Tinder Algorithmus, Foto-Credit: https: www.playingfire.com
Algorithmen der Liebe
Gen Z nutzt Technologien, um sich auf verschiedene Weise zu verbinden, insbesondere über soziale Medien. Plattformen wie Instagram und TikTok ermöglichen es Nutzern, ein Gefühl für potenzielle Partner zu bekommen.
Das können Dating-Apps oft nicht bieten. Viele Dating-Apps erlauben es, Social-Media-Informationen zu teilen, so können Interessenten mehr über ihren Gegenüber erfahren. Ein Teil der Generation Z umgeht Dating-Apps ganz und nutzt ausschließlich ihre Social-Media-Communitys, um Kontakte zu knüpfen. Social-Media-Algorithmen zeigen oft Menschen mit ähnlichen Interessen, was zum einen die Kontaktaufnahme per Direktnachricht erleichtert, aber auch Personen mit ähnlichen Interessen zusammenführen kann. Bei Dating-Apps ist dies ein weitaus langwieriger Prozess. Eine Studie aus Norwegen ergab, dass im Durchschnitt 57 Matches nötig sind, um zu einem Date zu kommen, was zu einer Erfolgsquote von 1 zu 291 führt. Das bedeutet, dass durchschnittlich 291 Matches erforderlich sind, um eine feste Partnerschaft zu finden. Dies erfordert also ein beträchtliches Maß an Durchhaltevermögen und Hoffnung.
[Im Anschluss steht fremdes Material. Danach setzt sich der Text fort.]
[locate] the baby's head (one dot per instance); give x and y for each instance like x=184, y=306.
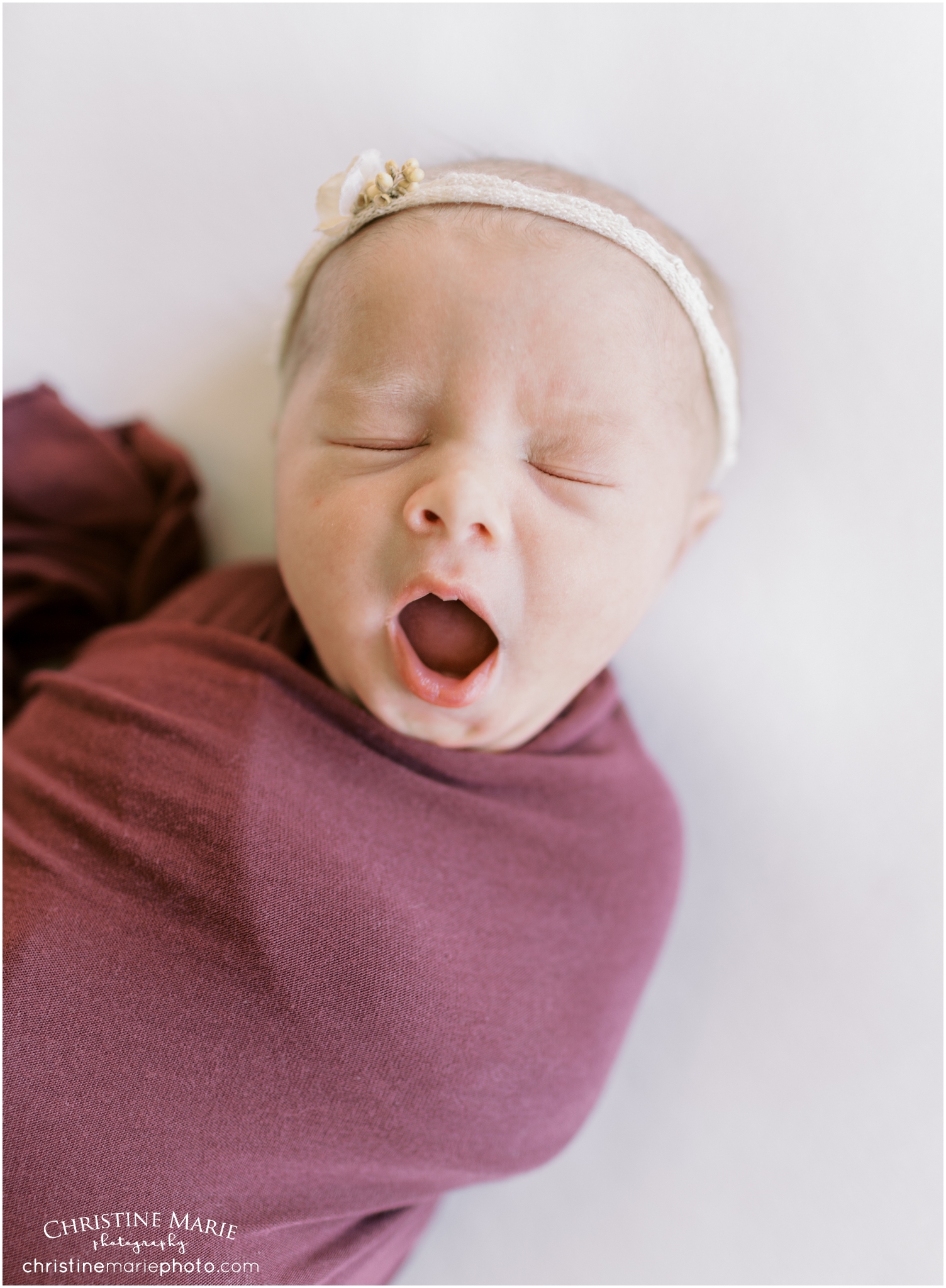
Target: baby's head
x=496, y=440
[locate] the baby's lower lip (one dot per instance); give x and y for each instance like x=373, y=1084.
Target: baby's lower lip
x=442, y=691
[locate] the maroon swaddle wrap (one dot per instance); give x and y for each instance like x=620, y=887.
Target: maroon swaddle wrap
x=277, y=975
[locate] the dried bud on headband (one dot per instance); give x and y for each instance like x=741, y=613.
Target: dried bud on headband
x=370, y=190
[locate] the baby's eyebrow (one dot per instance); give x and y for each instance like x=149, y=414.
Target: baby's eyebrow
x=383, y=388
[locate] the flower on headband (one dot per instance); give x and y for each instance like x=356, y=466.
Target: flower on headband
x=365, y=183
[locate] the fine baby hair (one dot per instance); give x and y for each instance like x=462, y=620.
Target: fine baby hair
x=368, y=191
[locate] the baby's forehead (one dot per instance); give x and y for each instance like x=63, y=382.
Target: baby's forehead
x=477, y=236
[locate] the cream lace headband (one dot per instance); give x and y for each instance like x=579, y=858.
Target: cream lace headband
x=369, y=190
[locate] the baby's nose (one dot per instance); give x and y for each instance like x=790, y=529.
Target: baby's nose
x=462, y=502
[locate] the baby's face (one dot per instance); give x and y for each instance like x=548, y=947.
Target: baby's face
x=490, y=459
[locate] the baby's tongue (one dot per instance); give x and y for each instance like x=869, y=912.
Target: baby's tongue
x=446, y=635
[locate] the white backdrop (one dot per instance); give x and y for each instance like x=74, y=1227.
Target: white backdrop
x=774, y=1117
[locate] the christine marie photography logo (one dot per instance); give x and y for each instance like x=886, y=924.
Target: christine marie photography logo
x=168, y=1246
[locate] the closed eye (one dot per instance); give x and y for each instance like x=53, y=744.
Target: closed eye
x=570, y=475
x=374, y=445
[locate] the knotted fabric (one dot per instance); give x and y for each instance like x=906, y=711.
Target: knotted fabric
x=277, y=975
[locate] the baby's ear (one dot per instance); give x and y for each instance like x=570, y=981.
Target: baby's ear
x=703, y=512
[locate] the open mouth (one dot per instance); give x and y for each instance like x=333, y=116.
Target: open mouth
x=445, y=651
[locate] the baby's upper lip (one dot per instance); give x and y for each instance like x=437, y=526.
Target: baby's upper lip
x=446, y=591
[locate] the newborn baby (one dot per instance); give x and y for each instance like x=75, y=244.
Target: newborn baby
x=495, y=443
x=333, y=884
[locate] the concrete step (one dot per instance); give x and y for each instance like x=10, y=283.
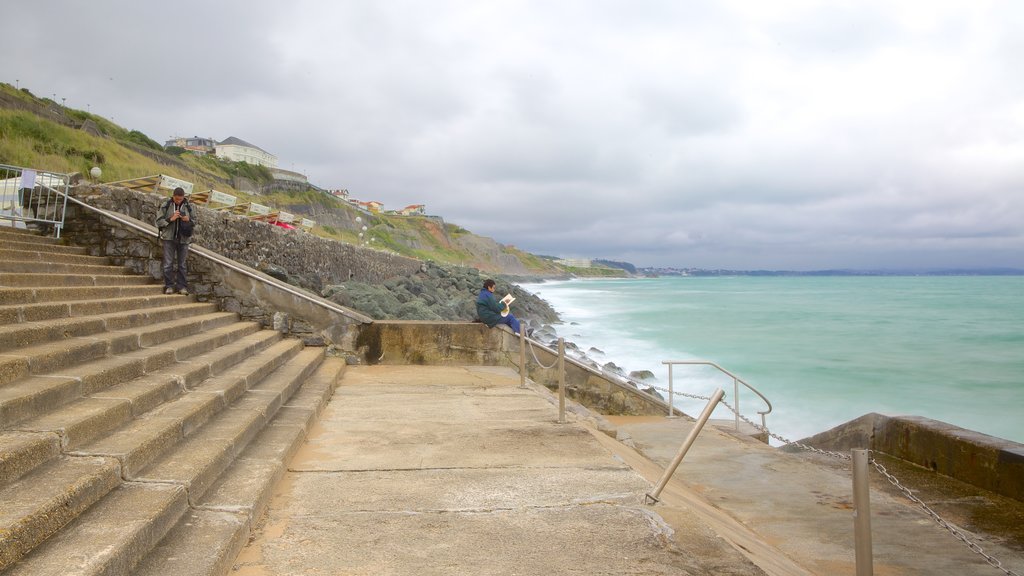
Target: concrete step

Swipe-Sucht und Psychische Gefahren
Obwohl Dating-Apps Zugang zu vielen Gleichgesinnten bieten, birgt diese grenzenlose Auswahl auch psychische Gefahren. Ähnlich wie beim Glücksspiel schüttet das Gehirn beim Swipen Dopamin aus, besonders wenn Nutzer ein Match erhalten. Da es jedoch unvorhersehbar ist, wann oder ob ein neues Match zustande kommt, kann sich eine Sucht nach immer häufigeren Swipe-Vorgängen entwickeln. Diese endlosen Möglichkeiten neuer Matches und die Swipe-Mechaniken vieler Apps können ein Suchtverhalten bei Nutzern zur Folge haben. Das, was bei einigen Glücksgefühlen auslöst, kann bei anderen zu Frustration führen. Es wird vom sogenannten Online-Dating-Burnout gesprochen. Das Burnout kann entstehen durch die ständige Erschöpfung, Überanstrengung und Ermüdung durch die Partnersuche in den Apps. Viele Nutzer fühlen sich unter Druck gesetzt, die App ständig zu verwenden, aus Angst, sonst etwas zu verpassen. Dies kann beispielsweise zu einer Form von Fomo (Fear of missing out) führen, der Angst, etwas oder in diesem Fall jemanden Wichtiges zu verpassen. Aus diesem Grund können viele nicht von Dating-Apps ablassen, da sie befürchten, ihr vermeintlich „perfektes Match“ zu verpassen. In einem Interview mit dem ZDF betont Psychologin und Dating Coach Stella Schulter: „Der perfekte Partner, die perfekte Partnerin, ist eine Illusion. Es gibt nicht den einen oder die eine, denn mit jedem Partner werden bestimmte Themen auftauchen, die nicht perfekt passen. Viel wichtiger ist es, mit einer Person eine tiefe Bindung aufzubauen.“ Nutzer sind auch durch die Ablehnung, welche sie durch Online-Dating erfahren, deprimiert.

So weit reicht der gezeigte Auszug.